# Second-Order Methods in TensorFlow - Part 1

Doing second-order methods in tensorflow is not well-supported, so it's easy to make a mistake.

To get a better handle on using second-order methods for neural networks, where the ground truth is unclear or hard to calculate, I'm working through second-order methods for a case where we have ground truth: quadratic forms.

A quadratic form is a polynomial of degree two over an $n$-dimensional input. They are calculated as

$$
\mathbf{x}^\intercal Q \mathbf{x}
$$

Below, I walk through the gradient and Hessian calculations.
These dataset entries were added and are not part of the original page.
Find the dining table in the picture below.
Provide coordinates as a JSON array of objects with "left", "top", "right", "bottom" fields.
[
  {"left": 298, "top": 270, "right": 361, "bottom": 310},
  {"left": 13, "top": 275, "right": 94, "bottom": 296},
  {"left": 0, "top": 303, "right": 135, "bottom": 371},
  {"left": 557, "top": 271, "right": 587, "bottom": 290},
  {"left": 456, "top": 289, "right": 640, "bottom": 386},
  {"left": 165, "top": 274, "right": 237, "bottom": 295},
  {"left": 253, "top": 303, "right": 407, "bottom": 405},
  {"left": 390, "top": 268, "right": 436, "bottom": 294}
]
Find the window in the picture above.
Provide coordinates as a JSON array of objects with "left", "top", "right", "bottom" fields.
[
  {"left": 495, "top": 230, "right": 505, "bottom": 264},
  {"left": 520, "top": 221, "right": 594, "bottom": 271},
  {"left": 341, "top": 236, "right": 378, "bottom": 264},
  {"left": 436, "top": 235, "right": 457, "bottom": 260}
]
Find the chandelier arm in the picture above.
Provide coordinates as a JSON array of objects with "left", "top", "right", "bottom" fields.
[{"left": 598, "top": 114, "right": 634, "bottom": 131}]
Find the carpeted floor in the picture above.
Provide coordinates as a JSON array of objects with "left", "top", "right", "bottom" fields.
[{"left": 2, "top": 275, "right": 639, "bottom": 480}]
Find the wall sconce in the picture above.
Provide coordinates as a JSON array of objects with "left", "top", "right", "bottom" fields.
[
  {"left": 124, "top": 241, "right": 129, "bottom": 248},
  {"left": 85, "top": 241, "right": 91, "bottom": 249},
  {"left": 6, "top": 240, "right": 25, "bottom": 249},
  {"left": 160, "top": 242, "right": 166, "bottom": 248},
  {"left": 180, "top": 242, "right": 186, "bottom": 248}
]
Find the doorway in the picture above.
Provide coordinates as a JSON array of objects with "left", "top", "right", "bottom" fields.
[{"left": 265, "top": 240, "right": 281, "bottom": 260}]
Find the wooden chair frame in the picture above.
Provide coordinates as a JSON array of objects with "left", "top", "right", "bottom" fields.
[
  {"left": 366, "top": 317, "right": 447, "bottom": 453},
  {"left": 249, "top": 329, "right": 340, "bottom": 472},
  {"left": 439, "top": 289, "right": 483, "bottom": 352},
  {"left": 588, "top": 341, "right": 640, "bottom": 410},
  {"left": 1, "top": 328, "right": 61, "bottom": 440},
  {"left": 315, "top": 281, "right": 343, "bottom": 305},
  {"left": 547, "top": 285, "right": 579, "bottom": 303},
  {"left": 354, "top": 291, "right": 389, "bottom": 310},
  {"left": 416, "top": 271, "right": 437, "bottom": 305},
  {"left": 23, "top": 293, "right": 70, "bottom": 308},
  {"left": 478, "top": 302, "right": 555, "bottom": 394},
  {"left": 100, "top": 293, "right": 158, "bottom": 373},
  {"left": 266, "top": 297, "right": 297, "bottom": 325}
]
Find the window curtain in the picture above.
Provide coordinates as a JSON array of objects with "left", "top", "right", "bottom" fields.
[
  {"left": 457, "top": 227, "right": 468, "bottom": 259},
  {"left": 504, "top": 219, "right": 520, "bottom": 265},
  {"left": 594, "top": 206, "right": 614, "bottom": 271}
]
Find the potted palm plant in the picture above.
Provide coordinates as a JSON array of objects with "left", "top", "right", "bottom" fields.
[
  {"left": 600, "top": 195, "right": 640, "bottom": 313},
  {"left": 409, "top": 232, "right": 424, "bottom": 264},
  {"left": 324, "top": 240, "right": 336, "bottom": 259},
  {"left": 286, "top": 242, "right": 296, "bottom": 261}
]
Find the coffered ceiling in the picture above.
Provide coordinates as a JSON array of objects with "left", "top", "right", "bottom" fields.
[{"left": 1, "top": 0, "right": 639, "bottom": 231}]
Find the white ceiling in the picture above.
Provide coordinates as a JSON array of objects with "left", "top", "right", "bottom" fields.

This isn't a particularly interesting exercise, but it has allowed me to capture a number of bugs.

In [1]:
import tensorflow as tf

import matplotlib.pyplot as plt

import numpy as np

import second_order

## Testing with Identity Matrix

The simplest case, useful for working out basic bugs and flaws in reasoning, is the identity matrix, because  the quadratic form it defines is the squared $\ell_2$ norm:

$$
\mathbf{x}^\intercal I \mathbf{x} = \mathbf{x}^\intercal \mathbf{x} = \sum_i x_i \cdot x_i
$$

In [2]:
N = 2

identity_matrix = np.eye(N).astype(np.float32)
input_vector = np.sqrt([1/2,1/2]).astype(np.float32)

identity_quadratic_form_graph = second_order.make_quadratic_form(identity_matrix, input_vector,
                                                                hyperparameters=second_order.DEFAULTS)

In [3]:
out = second_order.get_result("output", input_vector, identity_quadratic_form_graph)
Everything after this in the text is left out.